- 
                Notifications
    
You must be signed in to change notification settings  - Fork 32
 
Description
I think this is something people know, but it is not explicitly stated: Can a record have multiple extension-fields of the same type?
Section 5.1 of the 1.1 spec says "WARC named fields of the same type shall not be repeated in the same WARC record (for example, a WARC record shall not have several WARC-Date or several WARC-Target-URI), except as noted (e.g. WARC-Concurrent-To)." However it makes no explicit mention of whether multiple extension-fields of the same type are allowed. It does say "WARC processing software shall ignore fields with unrecognized names" which could mean it is allowed.

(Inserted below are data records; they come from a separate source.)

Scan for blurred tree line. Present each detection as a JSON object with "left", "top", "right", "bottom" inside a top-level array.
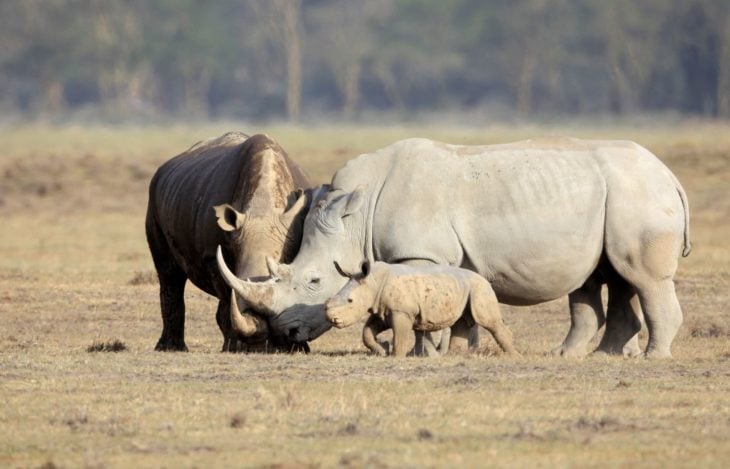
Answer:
[{"left": 0, "top": 0, "right": 730, "bottom": 120}]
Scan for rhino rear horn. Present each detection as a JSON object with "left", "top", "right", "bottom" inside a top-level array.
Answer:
[{"left": 230, "top": 290, "right": 269, "bottom": 337}]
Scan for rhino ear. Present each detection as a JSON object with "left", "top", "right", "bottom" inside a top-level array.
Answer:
[
  {"left": 213, "top": 204, "right": 246, "bottom": 231},
  {"left": 360, "top": 260, "right": 370, "bottom": 279},
  {"left": 342, "top": 185, "right": 367, "bottom": 218}
]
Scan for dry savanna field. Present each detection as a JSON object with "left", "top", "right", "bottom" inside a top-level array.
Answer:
[{"left": 0, "top": 122, "right": 730, "bottom": 467}]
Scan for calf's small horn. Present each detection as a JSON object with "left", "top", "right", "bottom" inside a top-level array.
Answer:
[{"left": 231, "top": 290, "right": 269, "bottom": 337}]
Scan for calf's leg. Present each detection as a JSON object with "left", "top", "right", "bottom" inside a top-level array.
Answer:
[
  {"left": 362, "top": 315, "right": 388, "bottom": 357},
  {"left": 466, "top": 281, "right": 519, "bottom": 356}
]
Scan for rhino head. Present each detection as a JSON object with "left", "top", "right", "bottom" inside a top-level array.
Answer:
[
  {"left": 213, "top": 186, "right": 369, "bottom": 341},
  {"left": 213, "top": 185, "right": 307, "bottom": 337},
  {"left": 324, "top": 261, "right": 379, "bottom": 329}
]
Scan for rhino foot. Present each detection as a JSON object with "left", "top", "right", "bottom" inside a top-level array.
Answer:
[{"left": 155, "top": 337, "right": 188, "bottom": 352}]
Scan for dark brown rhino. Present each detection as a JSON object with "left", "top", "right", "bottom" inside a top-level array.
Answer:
[{"left": 145, "top": 132, "right": 312, "bottom": 351}]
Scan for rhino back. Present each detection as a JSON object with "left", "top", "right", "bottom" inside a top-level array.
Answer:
[{"left": 341, "top": 139, "right": 637, "bottom": 304}]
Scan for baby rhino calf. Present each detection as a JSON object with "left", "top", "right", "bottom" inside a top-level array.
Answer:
[{"left": 325, "top": 261, "right": 517, "bottom": 357}]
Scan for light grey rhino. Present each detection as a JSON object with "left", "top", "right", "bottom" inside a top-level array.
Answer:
[
  {"left": 325, "top": 261, "right": 519, "bottom": 357},
  {"left": 145, "top": 132, "right": 312, "bottom": 351},
  {"left": 219, "top": 138, "right": 690, "bottom": 357}
]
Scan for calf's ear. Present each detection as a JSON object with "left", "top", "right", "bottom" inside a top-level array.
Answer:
[
  {"left": 334, "top": 261, "right": 352, "bottom": 278},
  {"left": 213, "top": 204, "right": 246, "bottom": 231}
]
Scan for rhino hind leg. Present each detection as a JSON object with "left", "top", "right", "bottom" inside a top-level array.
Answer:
[
  {"left": 551, "top": 274, "right": 606, "bottom": 358},
  {"left": 596, "top": 276, "right": 642, "bottom": 357},
  {"left": 607, "top": 227, "right": 684, "bottom": 358},
  {"left": 155, "top": 269, "right": 188, "bottom": 352},
  {"left": 466, "top": 281, "right": 520, "bottom": 356},
  {"left": 215, "top": 300, "right": 243, "bottom": 352}
]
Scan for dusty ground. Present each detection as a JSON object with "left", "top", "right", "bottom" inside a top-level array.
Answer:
[{"left": 0, "top": 123, "right": 730, "bottom": 467}]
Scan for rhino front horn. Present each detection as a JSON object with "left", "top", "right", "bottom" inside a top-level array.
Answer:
[{"left": 215, "top": 246, "right": 275, "bottom": 316}]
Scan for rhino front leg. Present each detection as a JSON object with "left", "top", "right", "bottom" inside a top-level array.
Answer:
[
  {"left": 155, "top": 269, "right": 188, "bottom": 352},
  {"left": 552, "top": 277, "right": 606, "bottom": 358},
  {"left": 413, "top": 331, "right": 440, "bottom": 357}
]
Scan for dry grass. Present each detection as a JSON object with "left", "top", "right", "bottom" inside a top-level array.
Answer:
[{"left": 0, "top": 123, "right": 730, "bottom": 467}]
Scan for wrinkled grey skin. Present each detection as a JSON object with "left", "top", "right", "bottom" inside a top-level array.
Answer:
[
  {"left": 220, "top": 138, "right": 690, "bottom": 357},
  {"left": 145, "top": 132, "right": 311, "bottom": 351},
  {"left": 325, "top": 261, "right": 519, "bottom": 357}
]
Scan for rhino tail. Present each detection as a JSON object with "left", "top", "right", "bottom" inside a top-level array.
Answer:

I think the answer is yes. But this is not stated anywhere. An example of multiple extension-fields of the same type on the same record that I've found so far is #42, the proposed WARC-Protocol field. That shows examples using 2 fields (for TLS and HTTP), but presumably at some point this will become a named field and have language in the spec like WARC-Concurrent-To does, leaving this question unanswered.
A reason to explicitly discuss multiple extension-fields of the same type is to avoid implementation issues. I suspect most WARC parsing software implements field parsing for extension-fields with a dictionary/hash, keyed on the field name, where duplicate keys are not allowed. Implementations will behave differently (first value wins, last field value wins, etc.). I personally hit this when parsing records with multiple WARC-Protocol fields.
Perhaps it should be explicitly stated, or does the " ignore fields with unrecognized names" cover this?